Consent Agreement

General Consent for Second Opinion:

TO THE PATIENT: You have the right, as a patient, to be informed about your condition and the recommended surgical, medical or diagnostic procedure to be used so that you may make the decision whether or not to undergo any suggested treatment or procedure after knowing the risks and hazards involved. At this point in your care, no specific treatment plan has been recommended.  This is a Second Opinion ONLY and is NOT intended as any form of Treatment in any way.  This consent form is simply an effort to obtain your permission to perform the evaluation necessary to identify the appropriate Second Opinion in this case.

 This consent provides us with your permission to perform reasonable and necessary medical evaluation to provide appropriate Second Opinion. By signing below, you are indicating that (1) you intend that this consent is continuing in nature even after a specific diagnosis has been made and treatment recommended; and (2) you consent to treatment/evaluation at this office or any other satellite office under common ownership. The consent will remain fully effective until it is revoked in writing. You have the right at any time to discontinue services.

 You have the right to discuss the treatment plan with your physician about the purpose, potential risks and benefits of any Second Opinion provided.  In fact, we at Second Opinion recommend that you speak to your PCP, primary treating provider for pathology at hand, and any other professional to determine plan of care.  If you have any concerns regarding any test or treatment recommend by your health care provider, we encourage you to ask questions.

I voluntarily request a physician, and/or mid level provider (Nurse Practitioner, Physician Assistant, or Clinical Nurse Specialist), and other health care providers or the designees as deemed necessary, to perform reasonable and necessary medical examination, testing and treatment/evaluation for the condition which has brought me to seek care at this practice. I understand that if additional testing, invasive or interventional procedures are recommended, I will be asked to read and sign additional consent forms prior to the test(s) or procedure(s). Risks and benefits of using Second Opinion are discussed and understood.  No fault shall be placed on the provider(s) of Second Opinion in providing a complete evaluation of information provided along with presentation of their viewpoints in a cohesive manner with hopes of helping the patient decide with their medical professional the next steps in treatment.
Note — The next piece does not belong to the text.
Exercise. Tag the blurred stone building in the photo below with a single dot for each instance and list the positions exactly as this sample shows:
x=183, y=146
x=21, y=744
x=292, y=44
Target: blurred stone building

Any problem(s) that may occur before or after treatment relatable to the pathology discussed are not the fault of second opinion and this is understood by the patient.

It is noted that no recording (Audio/video) of discussions held by phone or in person will be allowed and ample time will be permitted to discuss topics so that they are clearly able to be understood and written down.

Finally, it is noted that the payments made for Second Opinion are made for evaluations by qualified professionals in their particular fields and are non-refundable. 

I certify that I have read and fully understand the above statements and consent fully and voluntarily to its contents.